Combining LDA and K-Means clustering for automated persona generation

A large project that I'm working on for the past few months is all about natural language analysis. I've had a great deal of fun diving deeply into both cloud api powered and local ML and NLP techniques, and in the meantime collecting largish data sets that are verbatim quotes from specially crafted consumer surveys.

The background: There's this construct in marketing-land called a "Persona", and it's a useful abstraction of the idea that there are groups of people who behave similarly, or have similar intents in the market, and can be described with a few key wants, needs, and desires. 

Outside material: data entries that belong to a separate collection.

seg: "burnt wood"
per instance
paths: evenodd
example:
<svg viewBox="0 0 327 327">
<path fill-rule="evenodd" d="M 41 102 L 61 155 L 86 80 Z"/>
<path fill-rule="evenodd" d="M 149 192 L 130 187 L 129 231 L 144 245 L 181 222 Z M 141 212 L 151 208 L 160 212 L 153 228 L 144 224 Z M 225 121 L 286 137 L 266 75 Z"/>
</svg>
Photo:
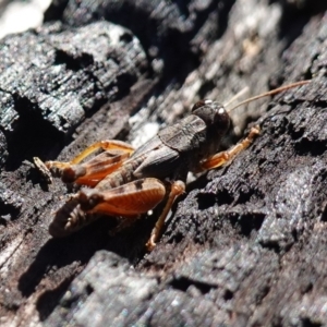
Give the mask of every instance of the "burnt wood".
<svg viewBox="0 0 327 327">
<path fill-rule="evenodd" d="M 327 324 L 323 1 L 53 1 L 0 53 L 1 326 Z M 110 237 L 48 226 L 71 189 L 32 164 L 95 141 L 140 146 L 198 99 L 310 85 L 232 113 L 254 144 L 189 183 L 154 252 L 158 213 Z M 150 131 L 150 132 L 148 132 Z M 159 209 L 158 209 L 159 210 Z"/>
</svg>

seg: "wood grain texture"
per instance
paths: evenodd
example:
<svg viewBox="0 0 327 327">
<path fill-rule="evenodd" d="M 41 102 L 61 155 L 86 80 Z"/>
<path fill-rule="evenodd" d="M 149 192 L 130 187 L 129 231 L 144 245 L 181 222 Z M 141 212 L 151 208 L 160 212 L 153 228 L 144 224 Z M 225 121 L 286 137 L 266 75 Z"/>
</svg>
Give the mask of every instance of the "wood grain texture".
<svg viewBox="0 0 327 327">
<path fill-rule="evenodd" d="M 1 40 L 1 326 L 324 326 L 326 7 L 320 1 L 56 1 Z M 116 25 L 113 25 L 116 24 Z M 140 41 L 138 41 L 138 40 Z M 32 158 L 137 143 L 201 98 L 310 85 L 232 113 L 262 134 L 198 178 L 150 254 L 159 210 L 110 237 L 48 226 L 70 190 Z M 149 129 L 150 128 L 150 129 Z"/>
</svg>

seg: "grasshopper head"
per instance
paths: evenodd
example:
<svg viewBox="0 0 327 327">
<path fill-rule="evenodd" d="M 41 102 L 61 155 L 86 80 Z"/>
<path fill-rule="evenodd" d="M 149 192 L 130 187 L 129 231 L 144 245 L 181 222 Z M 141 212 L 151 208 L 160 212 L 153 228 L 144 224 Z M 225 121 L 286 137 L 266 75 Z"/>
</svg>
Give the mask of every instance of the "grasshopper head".
<svg viewBox="0 0 327 327">
<path fill-rule="evenodd" d="M 222 105 L 211 100 L 197 101 L 192 113 L 199 117 L 214 134 L 223 136 L 230 126 L 231 120 Z"/>
</svg>

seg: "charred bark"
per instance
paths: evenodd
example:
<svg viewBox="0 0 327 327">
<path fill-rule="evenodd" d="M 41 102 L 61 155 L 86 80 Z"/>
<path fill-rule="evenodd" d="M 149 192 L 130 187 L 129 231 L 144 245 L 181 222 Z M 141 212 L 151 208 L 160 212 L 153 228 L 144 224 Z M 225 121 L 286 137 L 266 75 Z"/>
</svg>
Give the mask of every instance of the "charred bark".
<svg viewBox="0 0 327 327">
<path fill-rule="evenodd" d="M 325 10 L 53 1 L 39 31 L 1 40 L 1 326 L 326 325 Z M 199 98 L 305 78 L 232 113 L 226 145 L 249 122 L 262 134 L 187 185 L 154 252 L 158 213 L 116 237 L 110 219 L 48 235 L 71 190 L 48 185 L 34 156 L 68 160 L 106 138 L 138 146 Z"/>
</svg>

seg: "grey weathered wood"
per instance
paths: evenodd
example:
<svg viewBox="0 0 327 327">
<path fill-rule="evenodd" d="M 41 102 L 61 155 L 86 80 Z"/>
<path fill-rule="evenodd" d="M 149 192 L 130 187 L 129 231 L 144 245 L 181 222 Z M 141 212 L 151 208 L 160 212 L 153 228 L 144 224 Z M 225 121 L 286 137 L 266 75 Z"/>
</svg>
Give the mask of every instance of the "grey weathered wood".
<svg viewBox="0 0 327 327">
<path fill-rule="evenodd" d="M 179 2 L 134 2 L 72 1 L 61 23 L 2 40 L 1 325 L 325 325 L 326 19 L 257 0 L 190 1 L 189 15 Z M 112 25 L 96 23 L 102 16 L 131 29 L 122 47 L 106 36 Z M 257 94 L 312 76 L 267 112 L 259 101 L 232 113 L 233 138 L 257 118 L 262 134 L 189 185 L 153 253 L 144 244 L 156 213 L 116 237 L 109 219 L 48 235 L 69 192 L 59 180 L 46 185 L 33 156 L 141 142 L 198 98 L 225 102 L 244 86 Z M 58 96 L 48 108 L 49 89 Z M 58 116 L 65 97 L 84 112 L 69 123 Z"/>
</svg>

Given the large amount of statements of consumers from the survey data, what can we do to help automatically create such personas? We may not be able to do the whole job with code, but there should be interesting ways to help find the data points and insights to do 80% of the job, and provide a starting point for human strategists to editorialize and craft into a useable persona document.

Previous attempts at this had leveraged IBM's Watson Personality Insights service to analyze the unique text of a single person's answers to a custom survey, then use the percentile values as N-dimensional vectors for a k-Means clustering algorithm. The results were not always interesting, but held some promise. Just looking at the personality traits doesn't give enough direction as to what are the natural groupings of how people respond to specific questions.

How could I try to model additional dimensions that would not only capture the personality attributes of the survey population, but also the actual topics they were talking about? One direction to try is automatic topic modeling - find a way to automatically classify a number of unique topics from a large group of user statements.

Enter the LDA algorithm (Latent Dirichlet Allocation), recommended to me by a colleague for the task of automatically detecting topics in a body of text. It's an unsupervised machine learning algorithm that uses a bunch of math to automatically figure out any N number of topics in a body of text. These topics are expressed as a list of key terms, aka keywords, with scoring for each term.

A full survey is a collection of these questions, so then we have a unique LDA topic set for each question. It's not useful to find topics across the entire survey response set, as individual questions can have different expected discussions.

Based on the LDA topics generated, we can then go back to each individual survey answer and rank the source text according to how many of the LDA topic keywords are included in the text. We do a sort to find the 'best expression of that topic', turning our topic terms from "luxury watch brand shopping" to "I like to shop for luxury watch brands and sometimes i do it online". In testing about 6 topics per question set seems to give a good spread of key terms that helps with differentiation.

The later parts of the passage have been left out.